Lunettes à ia : linux dans les yeux, une révolution silencieuse

Un laboratoire californien, Raven Resonance, vient de secouer les fondations de l’informatique personnelle avec ses Prism, des lunettes intégrant un système d’exploitation Linux complet. Oubliez les assistants vocaux, voici la commande oculaire.

Un ordinateur portatif, sans écran ?

Un ordinateur portatif, sans écran ?

L’idée est simple, audacieuse et, jusqu’à présent, purement théorique. Les Raven Prism, c’est un ordinateur autonome, piloté par la mirada et la voix, niché confortablement dans une monture. On parle d’une distro Linux capable d’exécuter des applications ARM64, de naviguer via SSG et même de personnaliser l’interface utilisateur.

La véritable innovation réside dans l’affichage : une projection LCoS couleur sur la monture, offrant une qualité d’image comparable à un écran 16 pouces à distance. Un écran contextuel qui remplace le besoin d’un moniteur traditionnel. Raven Wings, un système modulaire de batteries interchangeables, promet une autonomie sans interruption. Une architecture pensée pour l’extension future, une véritable plateforme évolutive.
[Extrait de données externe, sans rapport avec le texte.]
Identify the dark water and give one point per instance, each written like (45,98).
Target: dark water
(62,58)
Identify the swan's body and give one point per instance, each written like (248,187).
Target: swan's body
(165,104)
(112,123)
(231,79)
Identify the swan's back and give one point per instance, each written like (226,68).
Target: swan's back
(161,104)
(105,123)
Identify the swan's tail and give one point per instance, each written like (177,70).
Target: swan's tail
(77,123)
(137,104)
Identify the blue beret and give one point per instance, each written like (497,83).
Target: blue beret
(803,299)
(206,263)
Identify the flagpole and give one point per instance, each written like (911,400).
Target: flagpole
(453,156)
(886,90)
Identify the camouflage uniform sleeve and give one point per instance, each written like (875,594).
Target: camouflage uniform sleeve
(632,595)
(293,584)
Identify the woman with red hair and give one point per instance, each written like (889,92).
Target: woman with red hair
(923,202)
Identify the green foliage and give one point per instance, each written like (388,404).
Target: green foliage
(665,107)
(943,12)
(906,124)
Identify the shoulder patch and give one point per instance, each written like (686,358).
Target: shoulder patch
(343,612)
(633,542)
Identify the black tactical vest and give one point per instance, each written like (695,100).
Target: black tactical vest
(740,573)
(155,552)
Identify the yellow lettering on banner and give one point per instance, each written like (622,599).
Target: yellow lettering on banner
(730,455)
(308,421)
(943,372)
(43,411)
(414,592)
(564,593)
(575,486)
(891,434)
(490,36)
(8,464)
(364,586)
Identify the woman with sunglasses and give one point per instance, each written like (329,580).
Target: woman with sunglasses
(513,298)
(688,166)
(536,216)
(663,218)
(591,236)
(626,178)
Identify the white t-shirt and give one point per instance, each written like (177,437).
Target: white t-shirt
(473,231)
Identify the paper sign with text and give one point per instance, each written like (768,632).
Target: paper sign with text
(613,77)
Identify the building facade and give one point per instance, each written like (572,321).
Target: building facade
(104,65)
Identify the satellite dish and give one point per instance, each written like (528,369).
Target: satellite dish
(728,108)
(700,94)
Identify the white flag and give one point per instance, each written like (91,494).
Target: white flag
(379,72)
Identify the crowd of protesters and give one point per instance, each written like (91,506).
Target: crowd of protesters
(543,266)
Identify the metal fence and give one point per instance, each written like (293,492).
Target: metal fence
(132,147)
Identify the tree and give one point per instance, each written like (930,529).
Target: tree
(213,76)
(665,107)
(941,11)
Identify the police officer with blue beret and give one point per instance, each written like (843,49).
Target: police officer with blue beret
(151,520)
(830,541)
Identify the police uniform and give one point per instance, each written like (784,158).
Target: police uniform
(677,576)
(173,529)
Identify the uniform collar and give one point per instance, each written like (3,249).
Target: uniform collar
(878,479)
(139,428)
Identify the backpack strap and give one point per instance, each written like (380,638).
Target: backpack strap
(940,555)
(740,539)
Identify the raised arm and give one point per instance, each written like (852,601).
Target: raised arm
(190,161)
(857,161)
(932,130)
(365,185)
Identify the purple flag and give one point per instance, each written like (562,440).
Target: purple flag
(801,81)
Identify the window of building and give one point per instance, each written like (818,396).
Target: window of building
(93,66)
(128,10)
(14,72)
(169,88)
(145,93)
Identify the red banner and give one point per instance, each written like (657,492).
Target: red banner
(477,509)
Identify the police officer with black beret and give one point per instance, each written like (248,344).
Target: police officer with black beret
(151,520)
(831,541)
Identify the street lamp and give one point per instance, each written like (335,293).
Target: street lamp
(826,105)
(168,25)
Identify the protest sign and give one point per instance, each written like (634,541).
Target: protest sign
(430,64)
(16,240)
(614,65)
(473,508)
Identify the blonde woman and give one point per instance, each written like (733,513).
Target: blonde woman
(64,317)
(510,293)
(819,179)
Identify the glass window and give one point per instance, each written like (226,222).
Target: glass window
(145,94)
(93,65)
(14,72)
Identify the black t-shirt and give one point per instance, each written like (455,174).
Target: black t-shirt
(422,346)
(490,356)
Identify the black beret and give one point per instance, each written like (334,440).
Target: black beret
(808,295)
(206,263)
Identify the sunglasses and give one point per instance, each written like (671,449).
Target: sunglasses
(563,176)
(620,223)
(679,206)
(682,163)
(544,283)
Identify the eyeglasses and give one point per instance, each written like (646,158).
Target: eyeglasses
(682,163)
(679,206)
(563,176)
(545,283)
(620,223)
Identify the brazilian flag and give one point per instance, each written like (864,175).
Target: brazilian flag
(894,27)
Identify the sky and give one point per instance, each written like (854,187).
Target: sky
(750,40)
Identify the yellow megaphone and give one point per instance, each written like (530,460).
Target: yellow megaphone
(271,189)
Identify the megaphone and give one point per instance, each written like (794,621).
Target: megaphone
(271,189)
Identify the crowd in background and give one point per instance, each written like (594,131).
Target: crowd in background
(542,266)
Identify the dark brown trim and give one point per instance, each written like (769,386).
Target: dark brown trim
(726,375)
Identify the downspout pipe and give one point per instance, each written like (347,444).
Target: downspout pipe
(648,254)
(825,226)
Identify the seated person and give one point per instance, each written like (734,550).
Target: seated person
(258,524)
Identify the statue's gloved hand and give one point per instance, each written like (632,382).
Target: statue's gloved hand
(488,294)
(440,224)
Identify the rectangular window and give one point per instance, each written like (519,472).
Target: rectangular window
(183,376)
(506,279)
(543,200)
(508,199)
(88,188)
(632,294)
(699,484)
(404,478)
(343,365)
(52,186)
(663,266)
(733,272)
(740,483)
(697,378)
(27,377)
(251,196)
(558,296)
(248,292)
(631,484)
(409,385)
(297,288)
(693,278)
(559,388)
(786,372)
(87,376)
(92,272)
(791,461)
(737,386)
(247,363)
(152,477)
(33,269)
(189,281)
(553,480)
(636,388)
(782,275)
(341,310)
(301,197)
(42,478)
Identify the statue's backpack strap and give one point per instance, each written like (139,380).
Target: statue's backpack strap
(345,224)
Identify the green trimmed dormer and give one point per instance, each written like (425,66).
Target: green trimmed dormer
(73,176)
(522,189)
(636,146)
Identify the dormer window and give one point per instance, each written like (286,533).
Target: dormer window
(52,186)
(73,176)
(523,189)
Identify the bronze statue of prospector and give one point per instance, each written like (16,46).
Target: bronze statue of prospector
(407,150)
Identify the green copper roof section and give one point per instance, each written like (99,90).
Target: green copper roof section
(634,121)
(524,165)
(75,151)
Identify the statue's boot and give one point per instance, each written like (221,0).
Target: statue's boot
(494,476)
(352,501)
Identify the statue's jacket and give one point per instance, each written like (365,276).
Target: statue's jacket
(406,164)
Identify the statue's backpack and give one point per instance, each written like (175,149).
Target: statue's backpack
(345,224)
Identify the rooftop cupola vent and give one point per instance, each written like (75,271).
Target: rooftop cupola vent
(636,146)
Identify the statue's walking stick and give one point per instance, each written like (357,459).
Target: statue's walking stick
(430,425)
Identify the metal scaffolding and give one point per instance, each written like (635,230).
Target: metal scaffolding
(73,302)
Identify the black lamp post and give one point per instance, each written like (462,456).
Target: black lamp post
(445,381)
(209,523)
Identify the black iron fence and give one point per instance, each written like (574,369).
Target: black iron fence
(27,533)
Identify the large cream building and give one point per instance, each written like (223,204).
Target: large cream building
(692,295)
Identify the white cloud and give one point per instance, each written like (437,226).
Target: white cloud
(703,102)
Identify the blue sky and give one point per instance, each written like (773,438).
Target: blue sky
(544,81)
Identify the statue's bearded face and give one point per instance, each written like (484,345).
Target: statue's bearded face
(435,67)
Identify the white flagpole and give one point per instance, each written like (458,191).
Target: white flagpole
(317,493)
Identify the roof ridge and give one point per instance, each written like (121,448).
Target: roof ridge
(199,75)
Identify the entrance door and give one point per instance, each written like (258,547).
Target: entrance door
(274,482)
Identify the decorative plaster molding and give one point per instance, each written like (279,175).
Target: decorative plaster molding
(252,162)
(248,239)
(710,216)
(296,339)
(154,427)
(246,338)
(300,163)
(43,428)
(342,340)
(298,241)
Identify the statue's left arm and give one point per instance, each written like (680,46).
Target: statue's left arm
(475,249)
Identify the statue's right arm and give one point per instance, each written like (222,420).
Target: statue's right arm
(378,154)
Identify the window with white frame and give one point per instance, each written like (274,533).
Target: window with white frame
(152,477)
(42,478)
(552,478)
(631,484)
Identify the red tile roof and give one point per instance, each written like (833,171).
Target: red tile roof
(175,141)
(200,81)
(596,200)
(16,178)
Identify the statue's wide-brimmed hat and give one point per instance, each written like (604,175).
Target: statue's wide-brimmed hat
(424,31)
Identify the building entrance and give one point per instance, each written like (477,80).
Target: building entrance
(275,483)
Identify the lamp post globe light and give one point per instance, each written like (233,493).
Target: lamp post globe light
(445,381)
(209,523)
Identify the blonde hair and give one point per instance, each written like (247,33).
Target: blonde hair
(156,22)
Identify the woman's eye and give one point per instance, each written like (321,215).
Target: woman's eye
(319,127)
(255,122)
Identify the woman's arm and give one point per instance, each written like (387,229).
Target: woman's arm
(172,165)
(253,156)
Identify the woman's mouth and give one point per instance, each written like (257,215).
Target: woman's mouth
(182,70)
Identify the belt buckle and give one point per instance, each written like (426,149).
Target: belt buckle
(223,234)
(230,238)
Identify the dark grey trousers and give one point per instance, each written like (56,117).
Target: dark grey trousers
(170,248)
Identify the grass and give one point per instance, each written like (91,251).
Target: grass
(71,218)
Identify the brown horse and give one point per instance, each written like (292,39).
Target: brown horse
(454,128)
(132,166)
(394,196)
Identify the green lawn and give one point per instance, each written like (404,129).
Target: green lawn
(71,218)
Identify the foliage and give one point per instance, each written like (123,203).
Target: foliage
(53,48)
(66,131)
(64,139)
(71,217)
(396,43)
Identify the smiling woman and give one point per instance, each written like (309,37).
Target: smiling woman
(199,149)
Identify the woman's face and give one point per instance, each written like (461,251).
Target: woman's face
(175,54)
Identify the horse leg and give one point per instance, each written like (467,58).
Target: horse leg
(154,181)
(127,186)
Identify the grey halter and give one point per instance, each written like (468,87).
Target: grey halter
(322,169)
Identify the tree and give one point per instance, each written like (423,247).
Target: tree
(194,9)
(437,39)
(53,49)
Ce qui distingue vraiment ces lunettes, c’est leur approche du suivi oculaire. Local et discret, il s’appuie sur un hardware dédié, éliminant ainsi toute dépendance à des serveurs externes – un argument crucial pour les utilisateurs soucieux de leur vie privée. Imaginez : rédiger du code, déboguer, participer à des discussions techniques, le tout sans jamais poser la main sur un clavier.

Meta a d’abord nié l’existence de cette technologie, avant de se taire mystérieusement le lendemain. Un coup de pub qui a alimenté la spéculation sur les implications de la confidentialité. Mais Raven Resonance persiste, annonçant un lancement prévu fin 2026 après une première démonstration à l’Augmented World Expo. Un pari technologique ambitieux, qui pourrait bien redéfinir notre rapport à l’ordinateur.

L'entreprise se veut pionnière d'une ‘informatique environnementale’ – une technologie qui se manifeste uniquement lorsqu'elle est nécessaire, avant de disparaître discrètement. Une approche radicale, mais qui pourrait bien être le futur de nos interactions avec la machine.